ASSESSING THE SPACE AND TIME CORRELATION BETWEEN CO-CRBG RHYOLITES AND RHYOLITES OF THE HIGH LAVA PLAINS TREND IN EASTERN OREGON
The provinces have been interpreted as separate and distinct due to 1) lack of regional silicic centers with ages between the youngest CRBG (~15 Ma) and oldest HLP (~12 Ma) centers, and 2) the perception that nearly all co-CRBG rhyolites do not extend further west than 118°W. However, sparse existing age data, including centers we have dated, indicate silicic units within the eastern HLP, as far west as 120°W, possess ages >15 Ma, demonstrating the provinces spatially overlap. Examples include Horsehead Mountain (15.6 Ma), Swamp Creek (16.0 Ma), Donnelly Butte (15.5 Ma), and the Buchanan Rhyolite complex (16.1 Ma). Of the ~64 silicic centers in the study area (117–119°W and 42.7–44.6°N), ~25 are dated, leaving ~39 undated, most without published compositional data.

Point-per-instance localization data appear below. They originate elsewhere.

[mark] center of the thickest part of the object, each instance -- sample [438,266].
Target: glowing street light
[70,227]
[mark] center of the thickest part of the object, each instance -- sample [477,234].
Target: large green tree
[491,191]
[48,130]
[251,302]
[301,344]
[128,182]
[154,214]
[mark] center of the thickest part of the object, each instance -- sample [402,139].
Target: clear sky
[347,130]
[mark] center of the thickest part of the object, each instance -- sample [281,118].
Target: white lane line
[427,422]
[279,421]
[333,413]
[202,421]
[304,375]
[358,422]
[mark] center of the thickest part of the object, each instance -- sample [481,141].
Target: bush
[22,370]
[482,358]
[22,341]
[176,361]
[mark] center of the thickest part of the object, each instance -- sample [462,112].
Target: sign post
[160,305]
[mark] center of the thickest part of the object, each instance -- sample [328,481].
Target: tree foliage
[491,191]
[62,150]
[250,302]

This study and our other recent dating have produced 40Ar/39Ar ages of two Star Mountain units (11.0 Ma and 10.7 Ma) and ages within 16-15 Ma and 12-0 Ma elsewhere. Yet, with many centers undated, it is uncertain if the provinces temporally overlap. Compositionally, all 11 analyzed centers are rhyolite, including two mapped as South Fork Dacite (77 wt.% SiO2). Less evolved Star Mountain samples (0.29-0.63 Eu/Eu*) have higher Sr (60-179 ppm) and Ba (459-1456 ppm). All other centers contain <120 ppm Sr and <500 ppm Ba, except Dry Creek (81 ppm Sr; 2156 ppm Ba). Some centers (South Fork, Stockade Mountain, Mustang Butte, Iron Point, and Sacramento Butte) are highly evolved (≤0.11 Eu/Eu*), while rhyolites of Dry Creek, Saddle Butte, and an unnamed center are slightly less evolved (≥0.14 Eu/Eu*).
This study aims to determine how co-CRBG and HLP province rhyolites are correlated in space and time. Without a complete geochemical and geochronological record of all silicic centers, it remains unclear whether the provinces are correlated or a result of separate, distinct phases in the regional volcanic history.